Sim. Os meus avós paternos são de uma vila na Palestina, ocupada em 1948, e que foi apagada do mapa. Eles foram expulsos da sua casa, da sua terra, onde sempre viveram, durante a Nakba [a palavra em árabe que significa a catástrofe e se refere à expulsão de 750 mil palestinianos de suas casas e terras por milícias sionistas]. Chama-se Al-Muzayri’a e foi uma das 530 vilas e cidades que foram destruídas e desapareceram. Todas as gerações que nasceram depois de 1948, quando se lhes pergunta de onde são, dizem a sua vila de origem, mesmo se aquela terra já não existe. Digo que sou palestiniana porque é esta a minha identidade, a identidade da minha família. Costumo dizer que a minha família foi forçada ao exílio por duas vezes. Os meus avós, em 1948, foram expulsos da sua vila palestiniana – curiosamente, também a minha avó estava grávida quando teve de sair de sua casa e deu à luz o meu pai numa tenda de refugiados em al-Muqata’a, perto de Ramallah – e depois em 1967 foram expulsos novamente e aí partiram para a Jordânia.

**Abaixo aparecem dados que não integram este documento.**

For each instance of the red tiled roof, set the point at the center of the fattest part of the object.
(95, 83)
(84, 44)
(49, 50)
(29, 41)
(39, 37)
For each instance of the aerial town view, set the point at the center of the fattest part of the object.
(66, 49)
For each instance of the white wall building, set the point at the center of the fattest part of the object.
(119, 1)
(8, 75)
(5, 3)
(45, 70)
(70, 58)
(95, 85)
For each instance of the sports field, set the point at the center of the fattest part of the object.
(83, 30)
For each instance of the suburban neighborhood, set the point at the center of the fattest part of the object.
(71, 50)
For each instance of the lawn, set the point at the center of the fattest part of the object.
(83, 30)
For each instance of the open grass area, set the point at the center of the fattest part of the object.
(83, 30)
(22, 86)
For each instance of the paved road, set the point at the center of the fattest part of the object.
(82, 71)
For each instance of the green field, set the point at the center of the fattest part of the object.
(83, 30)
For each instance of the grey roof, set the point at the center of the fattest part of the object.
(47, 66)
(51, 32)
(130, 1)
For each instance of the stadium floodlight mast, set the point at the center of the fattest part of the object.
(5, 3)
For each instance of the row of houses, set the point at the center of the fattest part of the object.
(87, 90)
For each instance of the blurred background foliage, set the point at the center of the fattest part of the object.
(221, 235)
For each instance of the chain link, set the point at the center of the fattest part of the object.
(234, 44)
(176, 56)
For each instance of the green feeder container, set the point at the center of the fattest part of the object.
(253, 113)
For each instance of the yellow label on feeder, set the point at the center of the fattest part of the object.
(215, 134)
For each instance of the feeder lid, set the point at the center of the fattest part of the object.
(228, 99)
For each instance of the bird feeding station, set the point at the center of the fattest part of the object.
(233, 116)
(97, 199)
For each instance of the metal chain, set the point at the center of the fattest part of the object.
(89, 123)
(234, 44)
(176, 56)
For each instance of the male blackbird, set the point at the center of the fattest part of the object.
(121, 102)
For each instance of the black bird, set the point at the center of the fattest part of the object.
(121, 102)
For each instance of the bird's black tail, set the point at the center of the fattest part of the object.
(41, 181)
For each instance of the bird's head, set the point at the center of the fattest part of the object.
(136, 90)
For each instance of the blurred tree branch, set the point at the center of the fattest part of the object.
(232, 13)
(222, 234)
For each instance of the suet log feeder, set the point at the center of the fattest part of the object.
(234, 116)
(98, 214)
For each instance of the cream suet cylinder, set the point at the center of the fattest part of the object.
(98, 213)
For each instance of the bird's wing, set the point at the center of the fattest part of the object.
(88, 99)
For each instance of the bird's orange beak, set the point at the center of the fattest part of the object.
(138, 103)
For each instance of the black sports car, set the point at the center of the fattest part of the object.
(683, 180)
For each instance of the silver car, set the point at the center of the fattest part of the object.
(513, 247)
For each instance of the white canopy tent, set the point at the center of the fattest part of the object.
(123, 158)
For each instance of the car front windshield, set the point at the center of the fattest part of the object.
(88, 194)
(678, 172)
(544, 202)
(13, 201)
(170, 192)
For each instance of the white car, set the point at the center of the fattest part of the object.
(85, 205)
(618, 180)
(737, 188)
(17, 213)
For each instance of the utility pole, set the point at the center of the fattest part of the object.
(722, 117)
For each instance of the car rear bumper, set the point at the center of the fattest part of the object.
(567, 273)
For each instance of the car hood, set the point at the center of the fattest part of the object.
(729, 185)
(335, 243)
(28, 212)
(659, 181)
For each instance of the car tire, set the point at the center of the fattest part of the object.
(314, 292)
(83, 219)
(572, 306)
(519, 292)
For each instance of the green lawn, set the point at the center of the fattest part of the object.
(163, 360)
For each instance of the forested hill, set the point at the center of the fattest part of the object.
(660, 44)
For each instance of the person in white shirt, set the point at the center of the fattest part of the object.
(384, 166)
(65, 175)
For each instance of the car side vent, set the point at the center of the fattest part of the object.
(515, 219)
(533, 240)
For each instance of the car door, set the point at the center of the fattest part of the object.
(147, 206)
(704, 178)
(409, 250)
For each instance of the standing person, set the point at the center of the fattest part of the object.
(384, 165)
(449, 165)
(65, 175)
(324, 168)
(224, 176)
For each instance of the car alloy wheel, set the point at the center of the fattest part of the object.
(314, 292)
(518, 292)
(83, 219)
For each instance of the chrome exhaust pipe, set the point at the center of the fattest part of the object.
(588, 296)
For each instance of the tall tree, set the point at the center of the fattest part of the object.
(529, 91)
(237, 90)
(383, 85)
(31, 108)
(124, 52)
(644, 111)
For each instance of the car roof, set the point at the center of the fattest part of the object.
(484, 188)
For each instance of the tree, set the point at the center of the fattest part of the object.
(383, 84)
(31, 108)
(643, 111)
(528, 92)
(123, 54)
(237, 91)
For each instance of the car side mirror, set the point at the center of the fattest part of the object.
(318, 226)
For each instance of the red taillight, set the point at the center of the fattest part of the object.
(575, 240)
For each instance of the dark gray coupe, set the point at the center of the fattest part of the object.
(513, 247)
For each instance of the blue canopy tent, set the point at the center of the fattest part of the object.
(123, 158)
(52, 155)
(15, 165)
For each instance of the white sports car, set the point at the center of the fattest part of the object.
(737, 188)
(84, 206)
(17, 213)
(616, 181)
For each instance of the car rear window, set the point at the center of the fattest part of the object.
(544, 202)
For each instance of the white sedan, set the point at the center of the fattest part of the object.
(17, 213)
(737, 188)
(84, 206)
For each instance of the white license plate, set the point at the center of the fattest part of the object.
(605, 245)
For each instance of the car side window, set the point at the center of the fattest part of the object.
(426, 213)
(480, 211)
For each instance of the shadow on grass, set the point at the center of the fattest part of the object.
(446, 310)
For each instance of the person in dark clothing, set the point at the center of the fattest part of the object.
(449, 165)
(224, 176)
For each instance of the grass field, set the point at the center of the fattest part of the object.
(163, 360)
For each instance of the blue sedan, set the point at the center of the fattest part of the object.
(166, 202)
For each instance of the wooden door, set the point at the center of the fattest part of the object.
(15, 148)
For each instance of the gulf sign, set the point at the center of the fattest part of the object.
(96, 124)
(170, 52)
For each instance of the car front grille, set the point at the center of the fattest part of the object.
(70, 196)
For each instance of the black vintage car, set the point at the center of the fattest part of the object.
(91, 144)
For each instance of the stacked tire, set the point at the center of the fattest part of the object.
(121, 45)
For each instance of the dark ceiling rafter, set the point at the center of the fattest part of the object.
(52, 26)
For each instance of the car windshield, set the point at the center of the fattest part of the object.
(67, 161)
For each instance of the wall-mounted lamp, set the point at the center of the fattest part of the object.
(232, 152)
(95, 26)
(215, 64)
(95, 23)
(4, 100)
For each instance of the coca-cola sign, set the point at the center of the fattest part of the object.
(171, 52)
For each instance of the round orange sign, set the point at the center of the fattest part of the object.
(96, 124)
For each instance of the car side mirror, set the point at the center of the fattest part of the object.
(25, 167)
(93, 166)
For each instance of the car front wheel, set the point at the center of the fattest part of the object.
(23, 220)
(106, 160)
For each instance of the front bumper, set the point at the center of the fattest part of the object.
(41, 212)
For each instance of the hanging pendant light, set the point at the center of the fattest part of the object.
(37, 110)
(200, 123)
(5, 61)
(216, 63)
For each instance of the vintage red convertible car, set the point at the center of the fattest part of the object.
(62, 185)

Parece que a nossa história de vida é a de sermos forçados a sair de onde pertencemos. Na verdade, digo sempre que a minha história de vida começou em 1948, apesar de ter nascido muitos anos depois.
Já foi visitar o local onde era a vila dos seus avós?
Só depois dos Acordos de Oslo, em 1993, é que a maior parte das famílias puderam voltar à Palestina. Eu consegui voltar em 1998, com 15 anos, mas como as autoridades israelitas é que controlam a entrada das famílias, aos meus pais e a mim deram o cartão de identidade palestiniano, mas não ao meu irmão… e regressámos à Jordânia. Os meus pais tinham começado o projeto de uma casa, tinham esse sonho, mas tiveram de o abandonar.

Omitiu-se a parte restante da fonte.